Questo dialogo intreccia la filiazione tra banchetto e filosofia. Si stabilisce un legame fondamentale tra
filosofia e convivialità, per cui il pensare è sempre concepito come un dialogo polifonico, un’attività di
condivisione. Un altro elemento che accomuna il banchetto, il filosofare e l’amare è l’appetito inteso come
desiderio di sperimentare, di entrare in relazione con ciò di cui sentiamo la mancanza. Socrate ci insegna
che il filosofo “sa di non sapere” perché è sempre attraversato dalla necessità di conoscere, di imparare di
più e altrimenti, di assaggiare nuovi cibi e nuovi saperi.

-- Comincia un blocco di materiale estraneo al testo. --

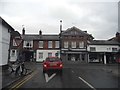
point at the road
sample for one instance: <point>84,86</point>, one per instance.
<point>72,77</point>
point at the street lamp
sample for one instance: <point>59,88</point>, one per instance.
<point>60,37</point>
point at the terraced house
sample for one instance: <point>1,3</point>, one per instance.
<point>72,44</point>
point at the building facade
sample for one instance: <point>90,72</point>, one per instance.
<point>5,38</point>
<point>103,51</point>
<point>74,44</point>
<point>37,47</point>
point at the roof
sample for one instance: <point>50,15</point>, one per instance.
<point>40,37</point>
<point>104,42</point>
<point>6,24</point>
<point>79,32</point>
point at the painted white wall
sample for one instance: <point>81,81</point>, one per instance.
<point>4,47</point>
<point>45,54</point>
<point>103,48</point>
<point>13,58</point>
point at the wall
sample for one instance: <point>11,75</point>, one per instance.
<point>103,48</point>
<point>5,45</point>
<point>45,54</point>
<point>0,42</point>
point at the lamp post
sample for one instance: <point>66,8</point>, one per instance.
<point>60,37</point>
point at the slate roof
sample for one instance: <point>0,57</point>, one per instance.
<point>6,24</point>
<point>80,32</point>
<point>104,42</point>
<point>40,37</point>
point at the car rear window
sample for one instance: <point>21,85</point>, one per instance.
<point>53,59</point>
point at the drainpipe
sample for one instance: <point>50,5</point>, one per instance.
<point>104,58</point>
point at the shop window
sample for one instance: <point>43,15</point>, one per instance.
<point>81,44</point>
<point>114,49</point>
<point>14,43</point>
<point>12,53</point>
<point>40,44</point>
<point>73,44</point>
<point>65,44</point>
<point>56,44</point>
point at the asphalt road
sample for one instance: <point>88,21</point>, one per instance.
<point>75,77</point>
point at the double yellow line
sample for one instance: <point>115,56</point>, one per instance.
<point>23,81</point>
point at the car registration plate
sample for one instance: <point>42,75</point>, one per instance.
<point>53,64</point>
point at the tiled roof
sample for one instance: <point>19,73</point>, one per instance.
<point>104,42</point>
<point>40,37</point>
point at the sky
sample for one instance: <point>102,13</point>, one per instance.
<point>97,17</point>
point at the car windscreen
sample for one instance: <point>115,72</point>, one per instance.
<point>53,59</point>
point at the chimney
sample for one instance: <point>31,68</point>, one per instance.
<point>40,32</point>
<point>117,34</point>
<point>23,31</point>
<point>85,31</point>
<point>60,26</point>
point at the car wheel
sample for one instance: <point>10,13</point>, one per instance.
<point>44,71</point>
<point>60,71</point>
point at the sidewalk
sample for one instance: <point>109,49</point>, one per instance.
<point>9,79</point>
<point>111,68</point>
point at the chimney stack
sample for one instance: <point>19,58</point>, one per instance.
<point>23,31</point>
<point>40,32</point>
<point>60,26</point>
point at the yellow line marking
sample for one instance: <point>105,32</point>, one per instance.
<point>23,81</point>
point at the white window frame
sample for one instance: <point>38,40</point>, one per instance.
<point>50,44</point>
<point>81,44</point>
<point>14,43</point>
<point>28,42</point>
<point>13,55</point>
<point>49,54</point>
<point>40,55</point>
<point>40,44</point>
<point>92,49</point>
<point>65,44</point>
<point>57,44</point>
<point>73,44</point>
<point>114,49</point>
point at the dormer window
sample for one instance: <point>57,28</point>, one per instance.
<point>28,44</point>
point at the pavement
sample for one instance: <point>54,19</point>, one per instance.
<point>11,78</point>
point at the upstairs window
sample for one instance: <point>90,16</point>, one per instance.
<point>49,54</point>
<point>81,44</point>
<point>40,44</point>
<point>14,43</point>
<point>56,44</point>
<point>73,44</point>
<point>28,44</point>
<point>49,44</point>
<point>40,55</point>
<point>66,44</point>
<point>114,49</point>
<point>13,53</point>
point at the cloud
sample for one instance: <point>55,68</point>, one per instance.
<point>95,17</point>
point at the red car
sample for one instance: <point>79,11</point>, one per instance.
<point>118,60</point>
<point>52,63</point>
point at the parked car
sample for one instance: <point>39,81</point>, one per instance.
<point>118,60</point>
<point>52,63</point>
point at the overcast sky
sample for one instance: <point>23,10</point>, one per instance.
<point>97,17</point>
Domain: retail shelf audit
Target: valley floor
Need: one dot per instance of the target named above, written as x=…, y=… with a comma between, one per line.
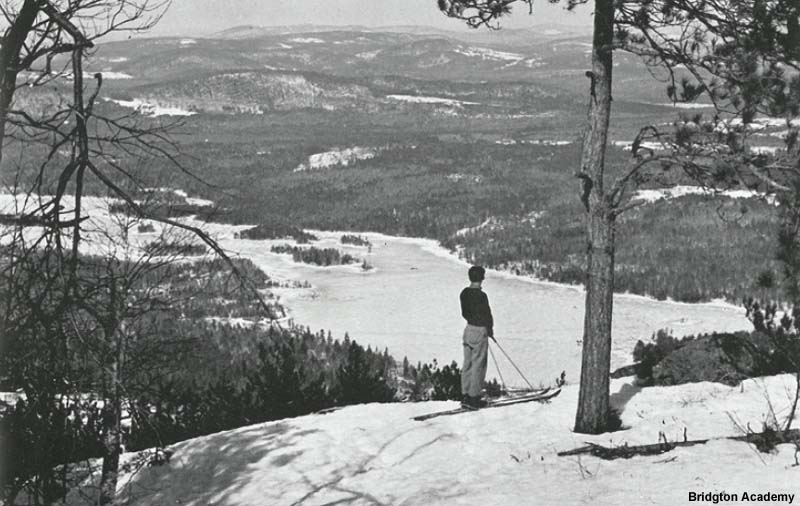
x=375, y=454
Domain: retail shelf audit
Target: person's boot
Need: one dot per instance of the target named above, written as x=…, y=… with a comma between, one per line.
x=467, y=403
x=478, y=402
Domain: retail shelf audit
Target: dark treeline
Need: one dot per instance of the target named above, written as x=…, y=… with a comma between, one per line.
x=690, y=249
x=317, y=256
x=244, y=376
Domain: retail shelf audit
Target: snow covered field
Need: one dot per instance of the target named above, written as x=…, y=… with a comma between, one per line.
x=408, y=302
x=375, y=454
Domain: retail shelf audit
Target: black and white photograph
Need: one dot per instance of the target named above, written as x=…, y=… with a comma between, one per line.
x=399, y=252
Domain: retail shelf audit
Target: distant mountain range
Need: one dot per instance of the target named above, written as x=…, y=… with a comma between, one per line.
x=262, y=69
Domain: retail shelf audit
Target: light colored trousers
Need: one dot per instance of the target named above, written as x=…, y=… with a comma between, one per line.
x=473, y=370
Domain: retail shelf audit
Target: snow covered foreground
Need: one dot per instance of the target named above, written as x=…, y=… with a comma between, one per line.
x=375, y=454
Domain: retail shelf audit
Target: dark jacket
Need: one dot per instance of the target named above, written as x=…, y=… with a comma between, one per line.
x=475, y=308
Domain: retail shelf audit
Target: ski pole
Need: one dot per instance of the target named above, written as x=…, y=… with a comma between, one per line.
x=502, y=381
x=515, y=365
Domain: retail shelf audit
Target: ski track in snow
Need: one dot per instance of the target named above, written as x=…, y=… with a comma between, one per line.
x=375, y=454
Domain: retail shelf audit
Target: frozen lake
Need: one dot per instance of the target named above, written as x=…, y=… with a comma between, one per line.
x=409, y=304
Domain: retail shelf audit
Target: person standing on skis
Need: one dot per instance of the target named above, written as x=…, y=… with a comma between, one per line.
x=480, y=328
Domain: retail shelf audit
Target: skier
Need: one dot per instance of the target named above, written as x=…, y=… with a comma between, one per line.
x=475, y=309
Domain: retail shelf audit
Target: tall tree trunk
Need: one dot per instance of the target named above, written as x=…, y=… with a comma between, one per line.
x=593, y=399
x=115, y=332
x=12, y=42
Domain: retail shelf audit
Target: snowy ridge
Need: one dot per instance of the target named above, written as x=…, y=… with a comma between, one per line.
x=651, y=196
x=429, y=100
x=150, y=109
x=375, y=454
x=334, y=157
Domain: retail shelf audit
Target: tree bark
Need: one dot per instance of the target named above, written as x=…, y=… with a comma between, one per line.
x=593, y=399
x=12, y=43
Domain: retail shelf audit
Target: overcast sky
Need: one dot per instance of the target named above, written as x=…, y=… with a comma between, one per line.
x=199, y=17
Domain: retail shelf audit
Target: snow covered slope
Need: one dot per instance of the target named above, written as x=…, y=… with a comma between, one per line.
x=375, y=454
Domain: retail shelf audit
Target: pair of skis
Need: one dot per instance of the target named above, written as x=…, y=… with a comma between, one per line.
x=537, y=396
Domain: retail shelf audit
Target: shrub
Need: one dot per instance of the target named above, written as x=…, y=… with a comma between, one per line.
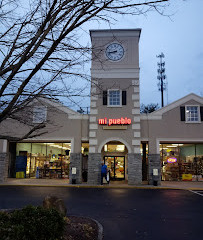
x=31, y=223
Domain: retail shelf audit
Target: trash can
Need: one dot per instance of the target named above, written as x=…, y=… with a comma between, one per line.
x=84, y=176
x=155, y=176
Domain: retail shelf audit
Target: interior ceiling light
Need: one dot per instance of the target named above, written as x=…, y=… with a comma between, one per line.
x=105, y=148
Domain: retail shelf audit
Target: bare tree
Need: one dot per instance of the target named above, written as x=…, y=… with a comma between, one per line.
x=40, y=51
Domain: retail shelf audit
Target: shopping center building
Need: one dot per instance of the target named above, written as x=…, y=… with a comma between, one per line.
x=165, y=145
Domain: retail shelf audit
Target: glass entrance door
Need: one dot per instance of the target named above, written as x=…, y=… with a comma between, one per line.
x=116, y=165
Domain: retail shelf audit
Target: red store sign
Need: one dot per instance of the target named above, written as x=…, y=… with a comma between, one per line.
x=116, y=121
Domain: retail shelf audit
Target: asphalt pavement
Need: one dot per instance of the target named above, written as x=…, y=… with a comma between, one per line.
x=157, y=214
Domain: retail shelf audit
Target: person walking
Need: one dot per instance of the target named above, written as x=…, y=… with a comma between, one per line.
x=103, y=172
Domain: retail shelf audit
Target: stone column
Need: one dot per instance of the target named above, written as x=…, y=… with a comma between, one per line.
x=94, y=168
x=134, y=168
x=154, y=163
x=75, y=162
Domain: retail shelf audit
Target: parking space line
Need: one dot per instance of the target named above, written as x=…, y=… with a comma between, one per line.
x=196, y=192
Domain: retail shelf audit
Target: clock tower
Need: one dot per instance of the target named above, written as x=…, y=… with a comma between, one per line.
x=114, y=123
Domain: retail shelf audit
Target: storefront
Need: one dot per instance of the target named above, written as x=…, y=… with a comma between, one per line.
x=182, y=162
x=165, y=145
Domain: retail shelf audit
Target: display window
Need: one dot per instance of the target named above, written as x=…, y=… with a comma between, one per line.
x=44, y=160
x=182, y=162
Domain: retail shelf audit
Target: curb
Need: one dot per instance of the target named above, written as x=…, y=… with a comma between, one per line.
x=102, y=187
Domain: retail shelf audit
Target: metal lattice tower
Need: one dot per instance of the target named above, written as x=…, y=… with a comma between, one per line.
x=162, y=85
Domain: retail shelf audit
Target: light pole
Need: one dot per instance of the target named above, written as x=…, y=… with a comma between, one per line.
x=161, y=77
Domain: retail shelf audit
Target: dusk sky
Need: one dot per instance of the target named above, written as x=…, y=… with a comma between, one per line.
x=179, y=37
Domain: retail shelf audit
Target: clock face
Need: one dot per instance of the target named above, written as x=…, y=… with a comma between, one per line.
x=114, y=51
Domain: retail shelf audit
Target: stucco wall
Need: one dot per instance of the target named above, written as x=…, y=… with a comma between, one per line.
x=59, y=127
x=171, y=128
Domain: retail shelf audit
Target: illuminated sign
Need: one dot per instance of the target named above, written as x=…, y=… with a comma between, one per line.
x=117, y=121
x=172, y=160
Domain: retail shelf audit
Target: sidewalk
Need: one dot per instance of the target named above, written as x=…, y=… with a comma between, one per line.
x=113, y=184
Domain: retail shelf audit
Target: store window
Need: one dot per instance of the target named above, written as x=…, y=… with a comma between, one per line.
x=182, y=162
x=192, y=113
x=39, y=114
x=114, y=98
x=44, y=160
x=114, y=148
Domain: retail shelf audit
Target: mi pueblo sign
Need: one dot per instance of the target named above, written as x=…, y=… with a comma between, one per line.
x=116, y=121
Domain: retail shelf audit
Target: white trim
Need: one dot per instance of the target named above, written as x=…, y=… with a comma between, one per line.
x=115, y=32
x=108, y=98
x=144, y=116
x=135, y=97
x=114, y=139
x=177, y=103
x=115, y=61
x=115, y=73
x=60, y=106
x=198, y=110
x=71, y=113
x=48, y=140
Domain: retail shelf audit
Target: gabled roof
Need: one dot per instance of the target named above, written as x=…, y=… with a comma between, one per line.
x=158, y=113
x=71, y=113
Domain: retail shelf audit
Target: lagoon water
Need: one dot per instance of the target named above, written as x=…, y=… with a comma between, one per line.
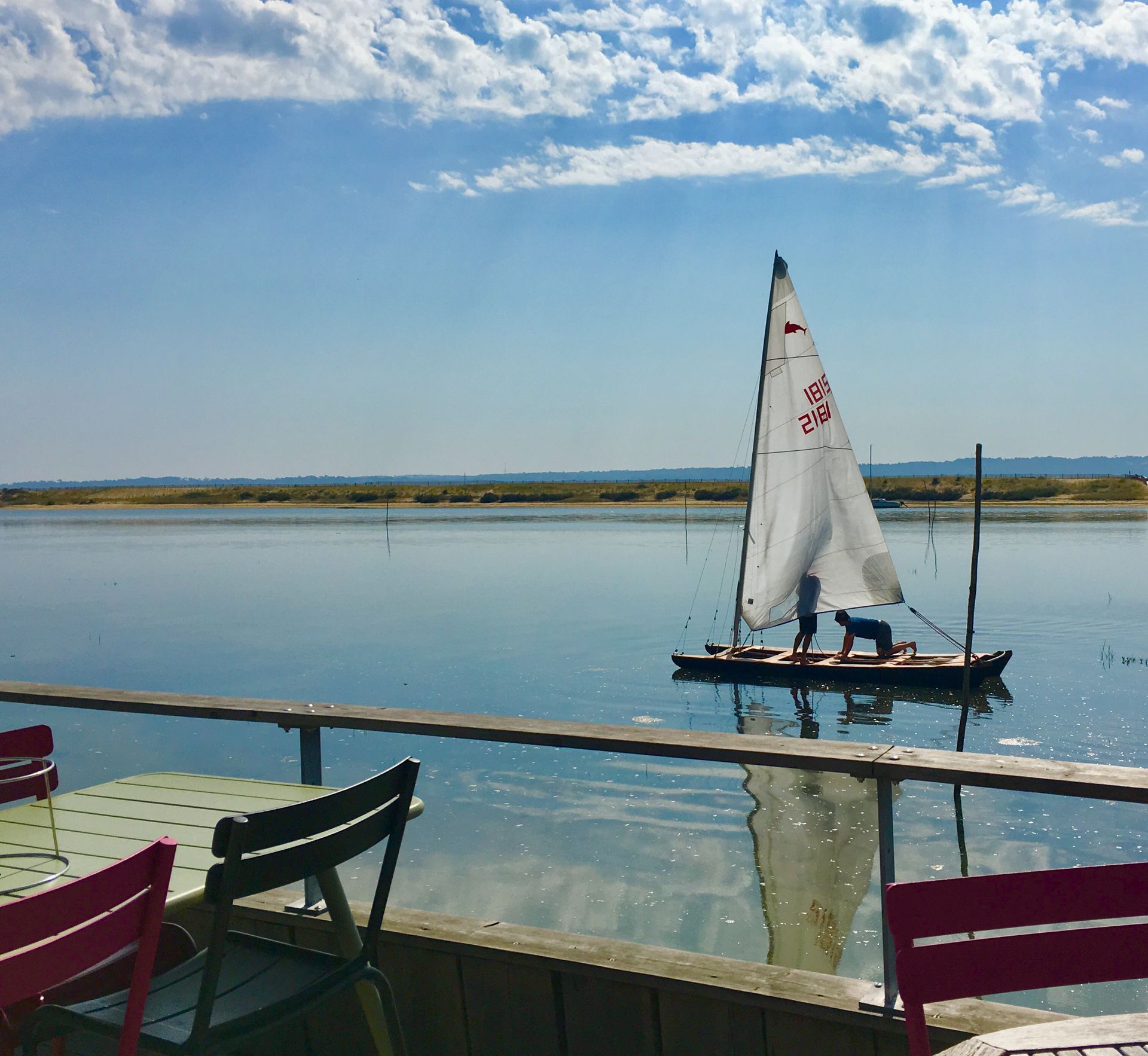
x=572, y=614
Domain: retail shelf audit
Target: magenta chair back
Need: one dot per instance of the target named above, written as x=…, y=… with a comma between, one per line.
x=81, y=924
x=968, y=968
x=23, y=780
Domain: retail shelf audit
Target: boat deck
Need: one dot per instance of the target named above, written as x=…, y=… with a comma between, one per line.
x=774, y=664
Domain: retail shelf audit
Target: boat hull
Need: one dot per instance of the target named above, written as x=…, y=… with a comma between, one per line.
x=762, y=664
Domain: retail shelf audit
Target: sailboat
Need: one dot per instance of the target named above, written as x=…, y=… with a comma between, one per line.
x=812, y=542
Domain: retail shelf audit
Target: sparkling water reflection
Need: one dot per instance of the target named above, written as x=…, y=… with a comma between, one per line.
x=571, y=614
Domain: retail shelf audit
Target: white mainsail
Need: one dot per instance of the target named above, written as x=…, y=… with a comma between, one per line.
x=812, y=541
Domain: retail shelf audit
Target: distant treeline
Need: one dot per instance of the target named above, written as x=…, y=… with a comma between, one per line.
x=332, y=495
x=1042, y=466
x=943, y=489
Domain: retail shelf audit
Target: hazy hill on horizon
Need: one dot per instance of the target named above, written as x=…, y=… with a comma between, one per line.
x=1048, y=465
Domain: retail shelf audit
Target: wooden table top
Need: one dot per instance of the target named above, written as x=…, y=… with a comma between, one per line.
x=108, y=822
x=1090, y=1036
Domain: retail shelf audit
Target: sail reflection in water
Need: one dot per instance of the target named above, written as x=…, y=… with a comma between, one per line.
x=814, y=843
x=816, y=834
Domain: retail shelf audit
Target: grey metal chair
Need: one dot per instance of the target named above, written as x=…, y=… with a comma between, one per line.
x=242, y=985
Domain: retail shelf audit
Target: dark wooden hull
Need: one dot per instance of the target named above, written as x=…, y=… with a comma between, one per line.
x=764, y=664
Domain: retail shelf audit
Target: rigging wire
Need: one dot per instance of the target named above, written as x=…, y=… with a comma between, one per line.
x=930, y=624
x=737, y=451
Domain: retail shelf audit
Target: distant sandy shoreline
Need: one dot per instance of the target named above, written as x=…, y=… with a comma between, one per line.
x=668, y=504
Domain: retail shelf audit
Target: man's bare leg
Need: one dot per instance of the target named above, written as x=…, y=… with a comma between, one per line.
x=899, y=648
x=805, y=649
x=797, y=645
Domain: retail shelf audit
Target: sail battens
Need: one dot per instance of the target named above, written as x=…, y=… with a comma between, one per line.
x=813, y=542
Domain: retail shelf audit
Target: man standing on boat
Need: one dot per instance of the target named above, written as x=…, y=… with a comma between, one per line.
x=878, y=630
x=807, y=594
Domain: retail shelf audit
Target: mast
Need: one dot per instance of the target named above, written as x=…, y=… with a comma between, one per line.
x=753, y=460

In questo dialogo prototipico della storia della filosofia troviamo alcuni elementi rivelatori. Dalla narrazione
infatti si può evincere che dato che la sera prima di questo incontro tra amici si era festeggiata
smodatamente la vittoria di Agatone in un concorso drammaturgico, i commensali, ancora provati dai
festeggiamenti, stabilirono insieme di moderarsi e di sfruttare l’incontro e la presenza di Socrate per
discutere e ragionare insieme piuttosto che gozzovigliare. Il Simposio, dunque, procede per sottrazione
rispetto alle consuetudini: si decise di comune accordo che nessuno si sarebbe ubriacato, che non ci
sarebbero state le flautiste e che tutto sarebbe stato condotto “secondo misura.” Questa eccezione però
conferma la consuetudine del vino, della danza, della musica, del dionisiaco. La musica, in particolare, aveva
un ruolo fondamentale nel simposio greco: la lira per il canto introduttivo, il flauto per accompagnare le
libagioni. Le flautiste erano spesso giovani donne, mentre era vietato a donne e bambini di partecipare al
banchetto come invitati. Secondo quanto racconta Senofonte nel suo Simposio vi erano altri
intrattenimenti: si ingaggiavano talora delle compagnie di professionisti, nel caso di Senofonte una flautista,
un’acrobata e un citarista-danzatore.

L’orchestrazione della nostra proposta stasera, cerca dunque di mettere assieme gli ingredienti tradizionali
dei simposi: la musica, la danza e la dimensione ludica del “banchettare” e del “filosofare”.

Abbiamo scelto stasera di proporvi alcuni passi tratti dal Simposio per condividere le parole di Platone, per
entrare in dialogo con il testo, per recuperare l’elemento dell’oralità, aspetto centrale della cultura greca.
Una narrazione, un ponte tra ieri e oggi.

Vi proponiamo poi un momento d’improvvisazione che permette di sperimentale la polifonia di voci riunite
nell’atmosfera del banchetto, la polifonia di discorsi, dottrine, riferimenti mitologici e filosofici che
attraversano il Simposio.

Voce fuori campo: incipit

Un pomeriggio di un anno tra il 405 e il 400 a.C., fuori dalle mura della città di Atene, Apollodoro incontrò
Glaucone e decisero di fare due passi assieme. Nella conversazione si trovarono a parlare di un banchetto
che aveva avuto luogo qualche tempo prima e che aveva assunto dei connotati eccezionali: argomento
perfetto per una conversazione tra amici. Apollodoro iniziò così a raccontare di questo banchetto in cui
prese parte Socrate e si parlò di eros: in principio, dunque, fu il Simposio di Platone.